Dortmund impress in Bundesliga but Bayern ready for a title fight






Borussia Dortmund have dominated the first half of the Bundesliga season but champions Bayern Munich have recovered from some hiccups which promises a title duel between them when the action resumes on January 18.



 
Borussia Dortmund may have history on their side as they take a six-point Bundesliga lead into the four-week winter break but it would be foolish to write off champions Bayern Munich as Germany's elite league could finally have a title duel again.
Dortmund have always gone on to lift the trophy when they led at the half-way mark of the season, and Lucien Favre's youthful team has impressed in the first 17 games.
Thirteen wins, three draws and just one defeat are the bare figures as they amassed 42 points, the second-best tally in club history - although new coach in Lucien Favre has asked for patience with his new-looked team ahead of the season.

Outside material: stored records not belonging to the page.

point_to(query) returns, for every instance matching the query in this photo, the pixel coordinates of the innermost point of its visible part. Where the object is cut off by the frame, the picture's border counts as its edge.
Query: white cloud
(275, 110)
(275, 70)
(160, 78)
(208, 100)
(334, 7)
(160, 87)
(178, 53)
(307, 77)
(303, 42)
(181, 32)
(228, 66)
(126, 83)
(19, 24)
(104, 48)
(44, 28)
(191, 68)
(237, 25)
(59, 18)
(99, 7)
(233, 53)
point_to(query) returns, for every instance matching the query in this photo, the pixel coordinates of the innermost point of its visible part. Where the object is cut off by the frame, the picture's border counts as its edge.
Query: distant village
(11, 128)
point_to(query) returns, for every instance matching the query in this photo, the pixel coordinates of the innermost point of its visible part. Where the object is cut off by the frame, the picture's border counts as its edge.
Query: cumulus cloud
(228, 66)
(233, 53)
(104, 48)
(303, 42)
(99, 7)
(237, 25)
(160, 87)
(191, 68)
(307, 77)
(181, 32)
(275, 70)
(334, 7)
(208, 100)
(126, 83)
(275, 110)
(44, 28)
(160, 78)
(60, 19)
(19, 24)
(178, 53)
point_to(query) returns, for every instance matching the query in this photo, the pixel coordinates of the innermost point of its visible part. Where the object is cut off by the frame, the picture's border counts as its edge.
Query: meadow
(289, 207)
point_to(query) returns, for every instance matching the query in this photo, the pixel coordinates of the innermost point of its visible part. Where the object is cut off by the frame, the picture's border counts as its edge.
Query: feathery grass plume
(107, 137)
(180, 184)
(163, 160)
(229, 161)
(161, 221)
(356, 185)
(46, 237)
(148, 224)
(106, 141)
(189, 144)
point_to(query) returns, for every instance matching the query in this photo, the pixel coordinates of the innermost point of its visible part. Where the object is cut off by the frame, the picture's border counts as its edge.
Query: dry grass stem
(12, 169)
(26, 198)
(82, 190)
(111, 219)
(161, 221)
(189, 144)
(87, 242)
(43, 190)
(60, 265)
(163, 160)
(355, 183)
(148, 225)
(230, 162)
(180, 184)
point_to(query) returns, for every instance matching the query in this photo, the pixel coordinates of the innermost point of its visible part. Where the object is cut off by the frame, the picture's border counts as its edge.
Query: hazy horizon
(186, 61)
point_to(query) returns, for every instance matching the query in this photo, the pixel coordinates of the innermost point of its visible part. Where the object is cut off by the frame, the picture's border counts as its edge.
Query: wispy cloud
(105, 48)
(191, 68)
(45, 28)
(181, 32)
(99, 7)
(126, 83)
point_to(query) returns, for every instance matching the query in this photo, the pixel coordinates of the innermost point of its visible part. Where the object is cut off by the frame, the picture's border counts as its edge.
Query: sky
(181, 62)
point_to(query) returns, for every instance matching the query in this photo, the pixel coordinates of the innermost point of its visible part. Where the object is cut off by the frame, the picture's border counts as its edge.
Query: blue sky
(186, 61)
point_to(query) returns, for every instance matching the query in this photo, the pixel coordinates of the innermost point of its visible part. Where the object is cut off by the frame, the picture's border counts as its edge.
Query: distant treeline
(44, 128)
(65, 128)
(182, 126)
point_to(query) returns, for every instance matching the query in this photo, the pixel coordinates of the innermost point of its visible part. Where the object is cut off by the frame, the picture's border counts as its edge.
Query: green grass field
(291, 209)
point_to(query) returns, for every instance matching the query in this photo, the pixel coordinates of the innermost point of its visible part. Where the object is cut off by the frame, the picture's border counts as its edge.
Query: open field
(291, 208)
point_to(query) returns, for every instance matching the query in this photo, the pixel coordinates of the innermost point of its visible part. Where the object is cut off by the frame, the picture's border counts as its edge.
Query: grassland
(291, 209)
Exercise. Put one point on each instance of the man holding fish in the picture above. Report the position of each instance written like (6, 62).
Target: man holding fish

But summer signings ranging from defender Abdou Diallo to midfielders Thomas Delaney and Axel Witsel to forwards Jadon Sancho and Paco Alcacer have dazzled Dortmund fans along with in-form captain Marco Reus as Dortmund hope for a first title since 2012.
"We hope we'll all stay fit and continue to deliver performances. Then much is possible," Reus said.
Dortmund take plenty of confidence into the hibernation period as they ended the year by rebounding from their first loss in midweek, at lowly Fortuna Dusseldorf by beating Borussia Moenchengladbach 2-1 in what was a top-of-the-table clash Friday.
Gladbach sports director Max Eberl named Dortmund favourites but warned that "no one should write Bayern off.
"They are always dangerous, especially towards the end, in late March and early April when it all about the titles they are certainly more stable than some others," he said.
The Munich camp certainly agrees as Niko Kovac's team seems firmly back on track by ending the year with five straight wins after some poor showings between a splendid start and the strong finale - including four home games without victory.
Club bosses Uli Hoeness and Karl-Heinz Rummenigge raised eyebrows with a bizarre news conference in which they attacked the media while also suggesting that Kovac had to do better.
Less rotation eventually helped Bayern back on track as Rummenigge said after Saturday's 3-0 at cup winners Eintracht Frankfurt that Bayern "are a unit again," and forward Thomas Mueller stated the win "boosts our confidence for the second half of the season."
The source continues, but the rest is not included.